Jiajun Gu, Jintao Gu, and K. Max Zhang

Distributed air quality sensor networks have been established in many cities in the world to continuously monitor concentrations of various air pollutants detrimental to human health. There is great interest in developing new analytical techniques capable of generating useful insights from sensor networks. In this study, we applied data-driven techniques, including machine-learning modeling and network analysis, to predict the spatial and temporal trends of NO2 and PM2.5 concentrations and identify local emission sources using data from the Breathe London project, where more than 100 low-cost air quality sensor pods were installed on lamp posts and buildings throughout the region of Greater London, England.

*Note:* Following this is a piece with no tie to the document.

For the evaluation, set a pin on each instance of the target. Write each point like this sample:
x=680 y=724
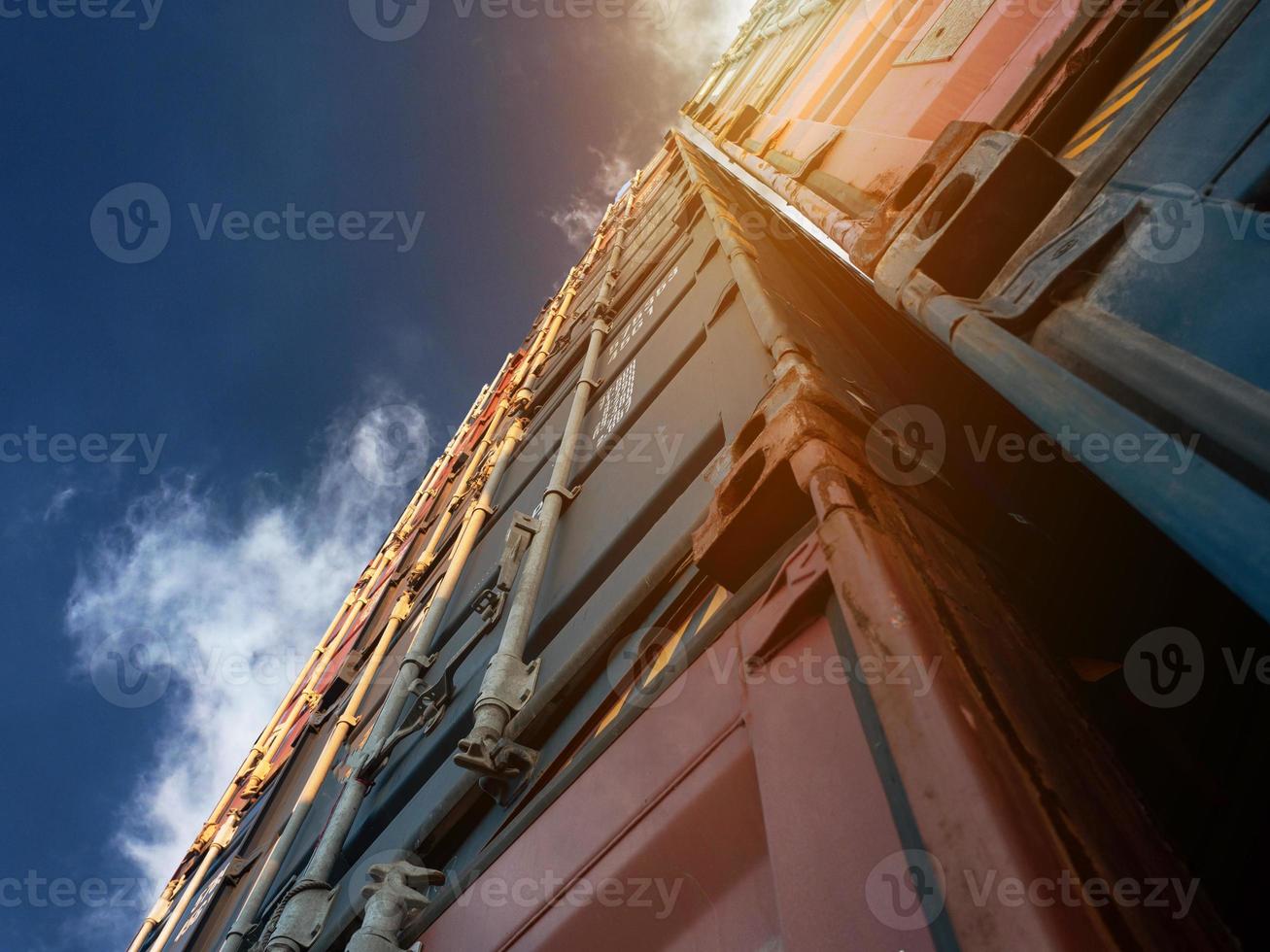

During the network analysis, we defined the general temporal trends of pollutant concentrations driven by the regional phenomena among the sensor network and used them as reference to identify the local anomalous concentrations and the associated local drivers. In parallel, we implemented machine learning models to predict the spatial and temporal trends of pollutants using meteorological and land-use features. While the machine-learning models can effectively capture the general trends, we found that the poor performances were often indicative of local emission sources, consistent with those in the network analysis. A major accomplishment of this study is the identification of the influence of local emissions sources that have been poorly characterized in the emission inventories such as cooking and unpaved surfaces. Better understanding these emission sources will help inform new policy that can improve pollution and empower local communities to take local actions to address their air pollution problems.